Background technology
Buprenorphin hydrochloride is mixed type opium agonistic-antagonistic, is to be widely used in analgesia clinic and one America and Europe the eighties
A little countries try out maintenance and replacement therapy medicine in Opioid Dependence patient it is considered to be up-and-coming new type analgesic and ring
Poison.Buprenorphin hydrochloride is in China's listing at the beginning of the nineties.It is applied to moderate clinically to the analgesia therapy of severe pain and opium
The detoxification treatment of dependent patient has preferable curative effect, is just paid close attention to by people.It is clinically used for all kinds of postoperative pain, chronic
Acroesthesia that cancer pain, burnt degree pain, vasculitis cause and angina pectoris and other Encelialgia.

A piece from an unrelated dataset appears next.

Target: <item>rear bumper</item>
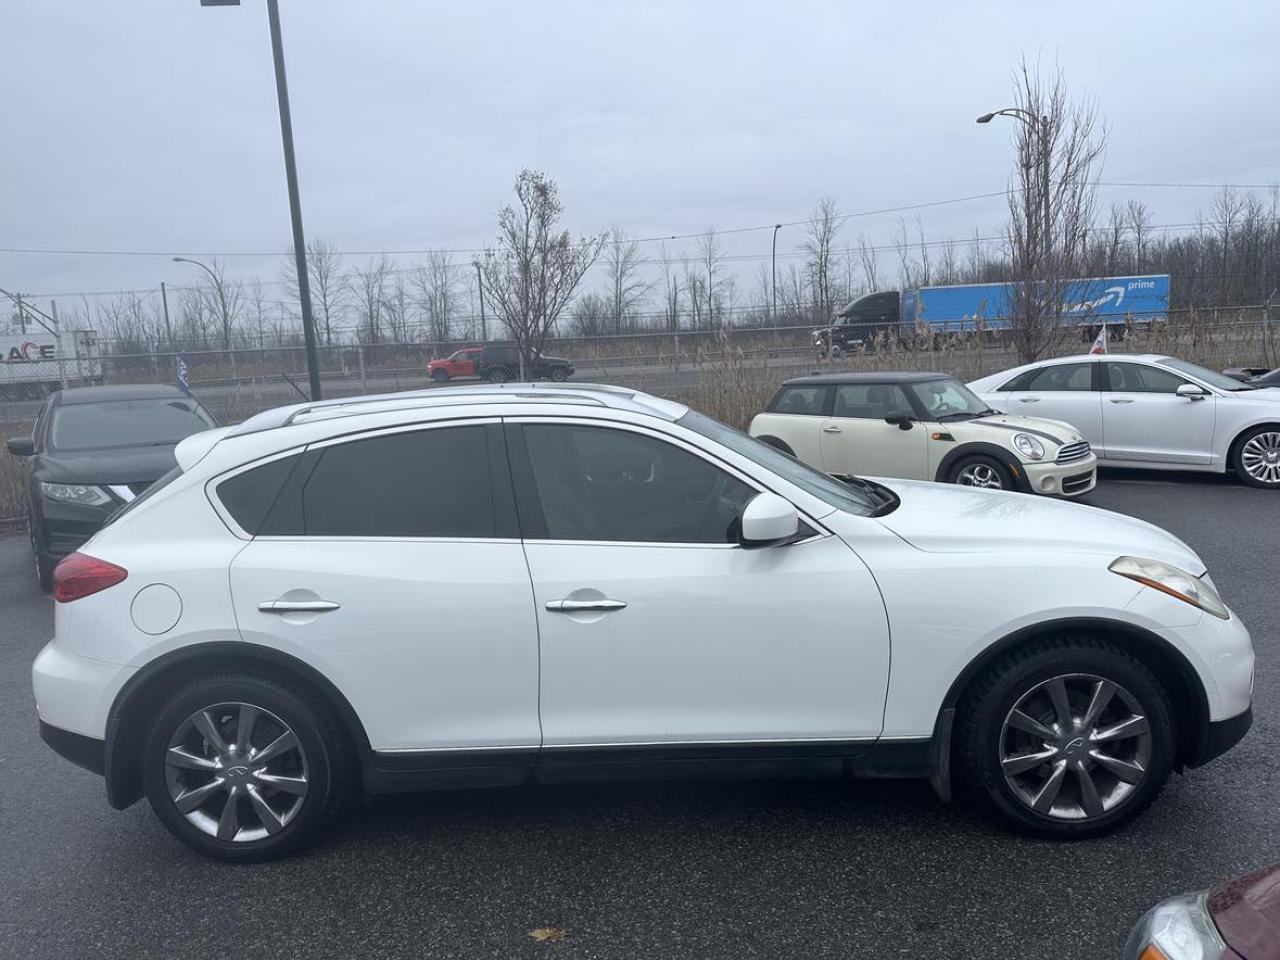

Leukemia is a class hematopoietic stem cell malignant clone disease.Clonal leukaemia because proliferation out of control, dysdifferentiation,
The mechanism such as apoptosis is obstructed breed accumulation in bone marrow and other hemopoietic tissue in a large number, and infiltrate its hetero-organization and organ, the most normal
Hemopoietic is suppressed.Anemia, hemorrhage, infectious fever and liver in various degree, spleen, lymphadenectasis and skeleton pain seen from clinic
Bitterly.It is reported, the leukemic sickness rate in China each department accounts for the 6th in various tumors.Wherein, chronic myelocytic leukemia
Being a kind of malignant tumor affecting blood and bone marrow, its feature is to produce a large amount of jejune leukocyte, and these leukocyte are at bone
Assemble in marrow, the normal hematopoiesis of suppression bone marrow;And can be spread at whole body by blood, cause patient that anemia, easily occurs
Hemorrhage, infect and organ infiltration etc..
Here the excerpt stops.